**[D] collapse** -- Make dataset of summary statistics

__Syntax__

**collapse** *clist* [*if*] [*in*] [*weight*] [**,** *options*]

where *clist* is either

[**(***stat***)**] *varlist* [ [**(***stat***)**] *...* ]

[**(***stat***)**] *target_var***=***varname* [*target_var***=***varname* *...*] [ [**(***stat***)**] *...*]

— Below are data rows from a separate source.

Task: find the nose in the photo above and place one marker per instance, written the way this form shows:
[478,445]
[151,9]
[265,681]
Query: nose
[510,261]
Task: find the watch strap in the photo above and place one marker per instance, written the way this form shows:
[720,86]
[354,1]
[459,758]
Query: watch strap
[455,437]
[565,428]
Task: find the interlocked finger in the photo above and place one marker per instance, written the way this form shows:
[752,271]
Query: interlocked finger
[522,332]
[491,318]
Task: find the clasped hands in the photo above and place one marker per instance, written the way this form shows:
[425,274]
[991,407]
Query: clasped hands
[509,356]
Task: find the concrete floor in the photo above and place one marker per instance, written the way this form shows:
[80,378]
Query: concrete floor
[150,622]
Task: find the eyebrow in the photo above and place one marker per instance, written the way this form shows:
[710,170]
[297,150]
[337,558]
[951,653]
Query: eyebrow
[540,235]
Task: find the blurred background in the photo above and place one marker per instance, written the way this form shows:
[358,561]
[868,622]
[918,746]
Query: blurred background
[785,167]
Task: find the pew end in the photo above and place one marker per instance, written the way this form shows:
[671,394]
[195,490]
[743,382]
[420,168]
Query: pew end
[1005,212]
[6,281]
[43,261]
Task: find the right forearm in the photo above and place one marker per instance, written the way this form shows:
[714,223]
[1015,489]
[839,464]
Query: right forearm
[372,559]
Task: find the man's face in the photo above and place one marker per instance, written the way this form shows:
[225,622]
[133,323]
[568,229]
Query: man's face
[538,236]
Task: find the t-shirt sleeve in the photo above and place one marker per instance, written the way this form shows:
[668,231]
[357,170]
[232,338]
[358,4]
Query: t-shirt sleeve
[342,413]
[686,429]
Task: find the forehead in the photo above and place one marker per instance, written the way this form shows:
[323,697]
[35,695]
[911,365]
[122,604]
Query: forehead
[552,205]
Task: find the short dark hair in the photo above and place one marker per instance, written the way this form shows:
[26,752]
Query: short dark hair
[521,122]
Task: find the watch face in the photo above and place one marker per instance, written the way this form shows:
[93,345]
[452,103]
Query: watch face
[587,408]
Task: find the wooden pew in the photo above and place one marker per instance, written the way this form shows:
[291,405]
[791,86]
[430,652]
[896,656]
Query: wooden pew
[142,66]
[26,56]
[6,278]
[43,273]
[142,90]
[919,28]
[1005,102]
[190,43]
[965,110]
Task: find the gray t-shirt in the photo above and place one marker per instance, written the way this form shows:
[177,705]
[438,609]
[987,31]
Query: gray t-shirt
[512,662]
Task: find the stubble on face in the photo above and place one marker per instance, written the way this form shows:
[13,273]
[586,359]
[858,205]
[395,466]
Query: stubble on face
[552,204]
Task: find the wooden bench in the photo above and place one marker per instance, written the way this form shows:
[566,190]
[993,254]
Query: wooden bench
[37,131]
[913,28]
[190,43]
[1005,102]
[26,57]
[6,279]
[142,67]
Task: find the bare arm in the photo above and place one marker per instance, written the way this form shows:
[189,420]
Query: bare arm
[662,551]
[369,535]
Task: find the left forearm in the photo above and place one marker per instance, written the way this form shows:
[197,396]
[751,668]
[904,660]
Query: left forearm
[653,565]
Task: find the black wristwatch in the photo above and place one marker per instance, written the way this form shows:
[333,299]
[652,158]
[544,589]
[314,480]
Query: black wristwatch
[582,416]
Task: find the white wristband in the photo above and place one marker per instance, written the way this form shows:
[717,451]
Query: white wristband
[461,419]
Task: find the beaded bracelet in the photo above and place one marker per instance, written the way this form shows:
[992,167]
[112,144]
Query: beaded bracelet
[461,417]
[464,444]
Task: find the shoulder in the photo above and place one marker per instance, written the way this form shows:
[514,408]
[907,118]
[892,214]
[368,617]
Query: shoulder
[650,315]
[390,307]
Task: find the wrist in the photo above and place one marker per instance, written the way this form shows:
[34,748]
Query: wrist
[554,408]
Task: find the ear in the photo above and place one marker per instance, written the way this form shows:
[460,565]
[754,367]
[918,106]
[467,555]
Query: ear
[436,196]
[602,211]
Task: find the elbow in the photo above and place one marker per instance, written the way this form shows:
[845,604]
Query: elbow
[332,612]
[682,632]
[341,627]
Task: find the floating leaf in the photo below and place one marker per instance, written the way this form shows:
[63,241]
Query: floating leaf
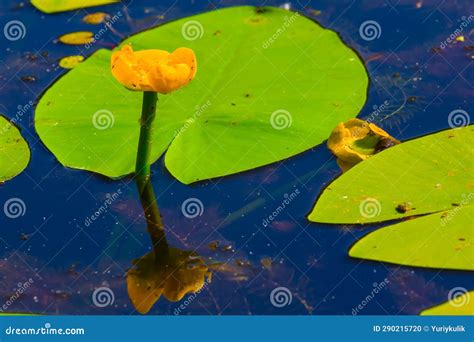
[420,176]
[256,98]
[441,240]
[70,61]
[95,18]
[14,151]
[77,38]
[53,6]
[462,305]
[433,174]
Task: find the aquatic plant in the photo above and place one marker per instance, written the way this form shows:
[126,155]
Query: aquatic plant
[14,151]
[223,120]
[430,175]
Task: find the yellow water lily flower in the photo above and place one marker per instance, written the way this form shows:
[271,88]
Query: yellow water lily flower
[356,140]
[154,70]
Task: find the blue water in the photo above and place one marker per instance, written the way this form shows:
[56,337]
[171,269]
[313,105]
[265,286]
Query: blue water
[67,260]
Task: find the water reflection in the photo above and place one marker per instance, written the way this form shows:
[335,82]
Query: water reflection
[166,271]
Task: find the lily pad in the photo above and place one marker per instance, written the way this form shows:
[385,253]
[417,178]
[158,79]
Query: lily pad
[421,176]
[14,151]
[256,99]
[462,305]
[70,62]
[441,240]
[53,6]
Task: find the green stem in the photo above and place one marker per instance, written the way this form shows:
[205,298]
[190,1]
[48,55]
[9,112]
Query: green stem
[142,173]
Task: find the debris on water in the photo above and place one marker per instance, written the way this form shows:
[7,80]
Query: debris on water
[261,10]
[313,11]
[404,207]
[266,263]
[214,245]
[227,248]
[70,62]
[95,18]
[242,263]
[28,78]
[77,38]
[31,57]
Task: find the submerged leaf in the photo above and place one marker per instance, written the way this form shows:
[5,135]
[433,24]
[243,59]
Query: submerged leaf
[178,274]
[53,6]
[462,305]
[70,61]
[244,109]
[77,38]
[14,151]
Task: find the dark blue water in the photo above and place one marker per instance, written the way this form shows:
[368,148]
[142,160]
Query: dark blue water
[67,260]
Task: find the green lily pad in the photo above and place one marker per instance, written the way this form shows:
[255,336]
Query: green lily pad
[462,305]
[420,176]
[429,175]
[270,84]
[441,240]
[14,151]
[54,6]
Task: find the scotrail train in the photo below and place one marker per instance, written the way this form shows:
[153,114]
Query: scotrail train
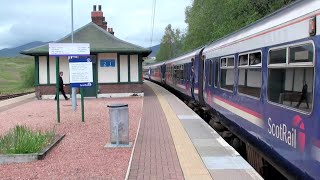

or any combination of the *varlist* or *target_var* forms, and *stat* is one of

**mean** means (default)
**median** medians
**p1** 1st percentile
**p2** 2nd percentile
*...* 3rd-49th percentiles
**p50** 50th percentile (same as **median**)
*...* 51st-97th percentiles
**p98** 98th percentile
**p99** 99th percentile
**sd** standard deviations
__sem__**ean** standard error of the mean (**sd/sqrt(n)**)
__seb__**inomial** standard error of the mean, binomial (**sqrt(p(1-p)/n)**)
__sep__**oisson** standard error of the mean, Poisson (**sqrt(mean)**)
**sum** sums
**rawsum** sums, ignoring optionally specified weight except
observations with a weight of zero are excluded
**count** number of nonmissing observations
**percent** percentage of nonmissing observations
**max** maximums
**min** minimums
**iqr** interquartile range
**first** first value
**last** last value
**firstnm** first nonmissing value
**lastnm** last nonmissing value

If *stat* is not specified, **mean** is assumed.

*options* Description
-------------------------------------------------------------------------
Options
**by(***varlist***)** groups over which *stat* is to be calculated
**cw** casewise deletion instead of all possible observations

**fast** do not restore the original dataset should the user
press **Break**; programmer's command
-------------------------------------------------------------------------
*varlist* and *varname* in *clist* may contain time-series operators; see
tsvarlist.
**aweight**s, **fweight**s, **iweight**s, and **pweight**s are allowed; see weight, and
see Weights below. **pweight**s may not be used with **sd**, **semean**,
**sebinomial**, or **sepoisson**. **iweight**s may not be used with **semean**,
**sebinomial**, or **sepoisson**. **aweight**s may not be used with **sebinomial** or
**sepoisson**.
**fast** does not appear in the dialog box.

__Menu__

**Data > Create or change data > Other variable-transformation commands** **>**
**Make dataset of means, medians, etc.**

__Description__

**collapse** converts the dataset in memory into a dataset of means, sums,
medians, etc. *clist* must refer to numeric variables exclusively.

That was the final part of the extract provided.